All the Meals that Have Loved Me
One of my cookbooks said that part of classical Indian cuisine is to enter the kitchen with a loving heart – that part of creating a nourishing meal is the mood with which the chef cooks.
The best meals are created with the eater in mind – part of the pleasure of the cook is the cook imagining the pleasure of the eater. Each ingredient is chosen and prepared as a gift.
The worst meals can feel like an assault. When the food is before you, you think “No one cares about me,” or worse, “The person who made this hates me.”
I remember a salad with green apples I ordered at a Marie Callender’s that was prepared so carelessly that it made my heart hurt for the world. I know that sounds melodramatic, but the sight of that limp, browning lettuce and hacked-up apples made me feel like a trust had been broken. The message from the person on the other end of that salad was “This will probably make you unhappy. I do not care.”

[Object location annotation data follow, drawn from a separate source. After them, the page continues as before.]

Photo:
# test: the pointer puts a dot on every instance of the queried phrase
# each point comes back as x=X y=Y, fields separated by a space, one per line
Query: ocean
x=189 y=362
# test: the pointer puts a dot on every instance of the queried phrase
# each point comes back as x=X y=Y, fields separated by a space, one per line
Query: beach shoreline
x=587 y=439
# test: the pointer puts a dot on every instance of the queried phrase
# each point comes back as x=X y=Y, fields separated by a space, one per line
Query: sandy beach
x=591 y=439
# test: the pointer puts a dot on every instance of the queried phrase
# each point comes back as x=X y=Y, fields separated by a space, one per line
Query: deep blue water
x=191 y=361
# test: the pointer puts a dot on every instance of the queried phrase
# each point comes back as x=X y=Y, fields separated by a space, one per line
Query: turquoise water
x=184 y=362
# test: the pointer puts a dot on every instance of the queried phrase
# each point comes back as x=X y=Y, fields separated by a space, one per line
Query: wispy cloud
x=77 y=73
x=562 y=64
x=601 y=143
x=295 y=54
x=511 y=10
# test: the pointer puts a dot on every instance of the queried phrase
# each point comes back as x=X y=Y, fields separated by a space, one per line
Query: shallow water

Then there are the other meals, meals that feel like a blessing. I remember a meal from more than 10 years ago that a friend made and served on his Santa Monica patio – a pasta alla checca that was simple and fresh and so perfect for the evening. It was, in a word, beautiful. He took a great deal of pride in his cooking, and the friends that gathered that night were fed by his love of food and his care for us.
I made a berry cobbler for a church potluck last year that prompted a man to grab my hands and declare “Marry me!” We both laughed – he’s already married – but I’m happy he could feel my care in that food.
I was meditating this morning on things I love to do (I’m going through Mark Nepo’s ‘The Book of Awakening’) and cooking came up. This year, I want to cook for more people. I want to let them know they’re important and cared for. It’s a small thing, a passing thing, but in the end, even the Parthenon falls. Most of us will build no great buildings, but we can build small moments of great care. That’s what I want to do.